Main areas of research are Stress, coping and health, grief, Covid-19 and psycho-oncology. Participating in IPOS survivorship Special Interest Groups (SIG) group.
She published more than eighty papers in refereed journals and several chapters in edited books.
I am a PhD student at Duke University School of Nursing. My research interest lies in improving care for Latinx immigrant families living through the loss of a child to cancer, focusing on resiliency. Originally from São Paulo, Brazil, I have wielded my lived experiences to guide my academic and clinical pursuits over the last decade. I graduated Suma Cum Laude from the University of Massachusetts Boston with a psychology degree, where I worked as a research assistant in the Gaston Institute for Latino Community Development, was in the first cohort of the Health Equity Scholars Program, and worked on the Brazilian transnational project. Having always wanted to pursue a career in nursing, I then attended Johns Hopkins University for my BSN and MSN-NP where, as a research honors student and Fuld Fellow, I completed a capstone project analyzing racial difference in religious coping and depressive symptoms by extrapolating data from an end-of-life decision-making trial. I then immersed myself in clinical practice as a Nurse Practitioner where I developed my expertise in hematology oncology and captured the practice challenges that remained in providing equitable care for immigrant populations and ignited my desire to return to academia for a doctoral degree.
I lost my mum and sister to Cancer. I have lost great friends to cancer and as a Counselling psychologist, I give hope to the hopeless through visitations at home and hospitals. In short, I am a social encourager.

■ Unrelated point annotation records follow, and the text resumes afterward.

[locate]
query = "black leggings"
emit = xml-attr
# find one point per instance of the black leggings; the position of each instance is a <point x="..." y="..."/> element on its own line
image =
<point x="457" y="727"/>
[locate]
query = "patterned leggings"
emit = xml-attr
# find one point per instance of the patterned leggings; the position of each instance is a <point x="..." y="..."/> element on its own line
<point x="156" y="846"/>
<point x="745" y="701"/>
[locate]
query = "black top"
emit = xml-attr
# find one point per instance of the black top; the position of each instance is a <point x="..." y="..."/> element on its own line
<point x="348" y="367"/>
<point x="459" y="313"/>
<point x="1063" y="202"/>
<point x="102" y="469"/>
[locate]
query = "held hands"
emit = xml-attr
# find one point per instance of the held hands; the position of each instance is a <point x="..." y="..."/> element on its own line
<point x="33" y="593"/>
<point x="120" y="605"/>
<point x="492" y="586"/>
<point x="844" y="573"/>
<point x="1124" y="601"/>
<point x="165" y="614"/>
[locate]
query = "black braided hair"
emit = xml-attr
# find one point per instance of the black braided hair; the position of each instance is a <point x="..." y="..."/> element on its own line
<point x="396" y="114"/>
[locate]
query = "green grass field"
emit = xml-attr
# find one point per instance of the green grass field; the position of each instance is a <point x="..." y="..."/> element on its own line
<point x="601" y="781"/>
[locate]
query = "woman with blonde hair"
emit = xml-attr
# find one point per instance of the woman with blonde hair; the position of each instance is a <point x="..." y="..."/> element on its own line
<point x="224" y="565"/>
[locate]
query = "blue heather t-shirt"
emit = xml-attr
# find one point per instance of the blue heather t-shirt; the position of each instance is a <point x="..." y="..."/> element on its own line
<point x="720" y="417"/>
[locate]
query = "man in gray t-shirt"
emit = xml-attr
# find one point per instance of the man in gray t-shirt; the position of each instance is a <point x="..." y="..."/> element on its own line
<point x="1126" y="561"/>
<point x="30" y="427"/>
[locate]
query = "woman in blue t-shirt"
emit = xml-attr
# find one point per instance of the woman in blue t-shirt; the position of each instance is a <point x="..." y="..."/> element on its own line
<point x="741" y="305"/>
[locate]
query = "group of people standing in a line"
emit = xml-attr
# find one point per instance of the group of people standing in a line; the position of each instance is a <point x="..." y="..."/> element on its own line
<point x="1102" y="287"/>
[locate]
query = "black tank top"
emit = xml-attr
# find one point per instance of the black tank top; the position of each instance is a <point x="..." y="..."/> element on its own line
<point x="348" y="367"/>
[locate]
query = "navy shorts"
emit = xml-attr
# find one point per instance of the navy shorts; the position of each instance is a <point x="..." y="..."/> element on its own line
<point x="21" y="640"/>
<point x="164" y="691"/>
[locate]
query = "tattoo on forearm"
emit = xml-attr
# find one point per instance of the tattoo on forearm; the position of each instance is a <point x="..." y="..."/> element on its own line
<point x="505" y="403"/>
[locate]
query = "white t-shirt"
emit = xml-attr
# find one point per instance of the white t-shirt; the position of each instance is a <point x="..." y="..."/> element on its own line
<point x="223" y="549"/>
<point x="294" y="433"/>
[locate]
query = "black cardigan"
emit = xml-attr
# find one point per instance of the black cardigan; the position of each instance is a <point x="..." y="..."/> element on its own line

I am heading a research group on Psychological Aspects of Cancer at the Danish Cancer, where we focus on both adults and children with cancer, but also on their families. I have been working in psychooncology for more than 20 years. Halfway through my career, my son was diagnosed with leukemia. He was cured, but this of course made me consider whether cancer research was something I was going to do both in my work and spare time. Still, the experience underlined the need for further research in support for families with cancer. In our research group, we work with documenting psychological consequences of cancer using nationwide Danish registries, but also with testing new support in RCTs. We have developed the FAMOS therapy program, which in a nationwide RCT was effective for families of children with cancer. In ongoing multicenter studies, we are e.g. testing nurse navigation in breast (REBECCA) and lung (NAVIGATE) cancer and therapy for families of children in palliative care (SOFUS). I have been attending IPOS conferences many times and I have recently joined the IPOS Survivorship SIG; I am excited about this community, where we can cross borders and develop new international research collaborations.